Iran Kecam NATO Usai Akui Dukungan untuk Serangan AS ke Negaranya

NTVNews - Berita Hari Ini, Terbaru dan Viral - 26 Jun 2026, 06:45
thumbnail-author
Deddy Setiawan
Penulis
thumbnail-author
Beno Junianto
Editor
Bagikan
Ilustrasi Amerika Serikat dan Iran. /ANTARA/Anadolu/py. Ilustrasi Amerika Serikat dan Iran. /ANTARA/Anadolu/py. (Antara)

Ntvnews.id, Taheran - Iran melontarkan kecaman kepada Aliansi Pertahanan Atlantik Utara (NATO) setelah Sekretaris Jenderal NATO, Mark Rutte, menyatakan dukungannya terhadap Amerika Serikat dalam konflik melawan Teheran saat bertemu Presiden Donald Trump.

Juru Bicara Kementerian Luar Negeri Iran, Esmaeil Baqaei, menilai pernyataan Rutte sebagai bukti keterlibatan langsung NATO dalam operasi militer yang menyasar negaranya.

"Ini merupakan pengakuan yang jelas dan memberatkan mengenai keterlibatan aktif NATO dalam perang agresi yang melanggar hukum terhadap sebuah negara anggota PBB yang berdaulat," tulis Baqaei melalui media sosial X.

Baqaei juga menuding aliansi militer tersebut telah melakukan "pelanggaran terang-terangan terhadap norma-norma fundamental hukum internasional dan prinsip-prinsip utama Piagam PBB."

Pernyataan keras dari Teheran itu muncul setelah Rutte mengungkap kepada Fox News bahwa ratusan pesawat militer Amerika Serikat diberangkatkan dari sejumlah pangkalan di Italia untuk mendukung operasi militer Washington terhadap Iran.

"Negara demi negara, sekutu demi sekutu, telah menyediakan pangkalan mereka untuk mendukung Operasi Epic Fury," kata Rutte kepada Fox News, merujuk pada nama operasi militer AS terhadap Iran.

Baca Juga: Israel Sebut Turki Kini Jadi Ancaman Lebih Besar daripada Iran

"Sebanyak 500 pesawat Amerika lepas landas dari pangkalan AS di Italia untuk mendukung Epic Fury," ujarnya.

Komentar tersebut disampaikan Rutte sebagai tanggapan atas kritik Presiden Donald Trump yang selama ini menilai NATO dan negara-negara anggotanya tidak memberikan dukungan yang cukup kepada Amerika Serikat dalam menghadapi Iran.

Selain Italia, Rutte juga menyebut Romania sempat membatasi penerbangan komersial karena sejumlah bandara di negara itu digunakan untuk mendukung operasional pesawat tanker selama konflik berlangsung.

Namun demikian, pemerintah Italia segera memberikan klarifikasi atas pernyataan tersebut.
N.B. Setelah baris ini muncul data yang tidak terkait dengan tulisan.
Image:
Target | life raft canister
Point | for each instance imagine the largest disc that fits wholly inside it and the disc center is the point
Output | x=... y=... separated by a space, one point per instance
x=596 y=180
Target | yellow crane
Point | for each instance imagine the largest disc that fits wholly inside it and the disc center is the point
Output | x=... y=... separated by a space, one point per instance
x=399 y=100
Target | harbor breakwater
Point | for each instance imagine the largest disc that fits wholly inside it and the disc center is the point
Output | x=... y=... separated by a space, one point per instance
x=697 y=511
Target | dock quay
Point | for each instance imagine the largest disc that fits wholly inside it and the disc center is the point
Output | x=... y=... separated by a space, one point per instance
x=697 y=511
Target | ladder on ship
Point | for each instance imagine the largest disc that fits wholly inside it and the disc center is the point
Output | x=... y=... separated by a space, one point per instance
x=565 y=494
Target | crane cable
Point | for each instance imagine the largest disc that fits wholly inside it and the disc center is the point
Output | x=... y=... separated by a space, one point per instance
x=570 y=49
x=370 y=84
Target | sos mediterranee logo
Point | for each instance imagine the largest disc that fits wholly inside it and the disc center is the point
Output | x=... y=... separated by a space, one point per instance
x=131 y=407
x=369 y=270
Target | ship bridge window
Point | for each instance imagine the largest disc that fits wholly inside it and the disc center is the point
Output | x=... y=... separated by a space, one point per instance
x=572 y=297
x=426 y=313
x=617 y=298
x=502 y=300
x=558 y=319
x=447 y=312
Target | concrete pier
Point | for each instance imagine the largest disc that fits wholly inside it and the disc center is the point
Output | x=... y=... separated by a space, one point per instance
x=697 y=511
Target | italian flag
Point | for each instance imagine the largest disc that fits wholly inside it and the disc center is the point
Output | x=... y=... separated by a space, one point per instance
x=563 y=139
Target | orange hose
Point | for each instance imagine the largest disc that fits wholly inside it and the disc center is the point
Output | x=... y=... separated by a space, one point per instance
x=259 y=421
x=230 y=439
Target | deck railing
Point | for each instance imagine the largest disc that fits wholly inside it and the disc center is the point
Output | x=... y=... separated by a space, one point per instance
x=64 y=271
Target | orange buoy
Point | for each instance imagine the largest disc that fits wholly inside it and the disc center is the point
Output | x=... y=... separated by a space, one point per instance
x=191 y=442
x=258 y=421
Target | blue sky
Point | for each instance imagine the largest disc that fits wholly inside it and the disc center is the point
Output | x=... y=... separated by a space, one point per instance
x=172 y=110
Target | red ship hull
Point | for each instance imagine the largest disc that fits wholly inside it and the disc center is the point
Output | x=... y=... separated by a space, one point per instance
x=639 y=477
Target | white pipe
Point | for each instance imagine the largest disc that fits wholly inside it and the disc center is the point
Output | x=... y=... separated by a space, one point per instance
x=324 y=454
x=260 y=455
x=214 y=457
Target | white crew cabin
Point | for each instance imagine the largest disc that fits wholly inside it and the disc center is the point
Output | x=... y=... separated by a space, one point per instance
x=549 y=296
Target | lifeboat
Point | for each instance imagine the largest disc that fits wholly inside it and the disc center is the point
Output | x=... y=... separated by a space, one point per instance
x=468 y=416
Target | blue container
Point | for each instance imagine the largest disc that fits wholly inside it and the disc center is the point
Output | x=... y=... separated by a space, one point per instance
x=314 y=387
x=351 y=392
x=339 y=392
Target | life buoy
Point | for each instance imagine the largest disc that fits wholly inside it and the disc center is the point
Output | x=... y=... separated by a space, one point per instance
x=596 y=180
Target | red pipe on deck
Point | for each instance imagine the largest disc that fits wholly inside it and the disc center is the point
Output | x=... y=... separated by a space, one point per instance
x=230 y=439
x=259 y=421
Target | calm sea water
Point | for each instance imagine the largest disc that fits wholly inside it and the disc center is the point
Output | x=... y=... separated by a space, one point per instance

Kementerian Pertahanan Italia menilai komentar Rutte menciptakan "gambaran yang sepenuhnya menyesatkan" karena tidak membedakan jenis penerbangan yang diizinkan selama operasi berlangsung.

Menurut kementerian itu, Italia hanya memberikan izin bagi penerbangan Amerika Serikat yang bersifat "teknis dan logistik" dalam Operasi Epic Fury, sesuai dengan ketentuan kerja sama dan perjanjian yang telah lama berlaku antara kedua negara.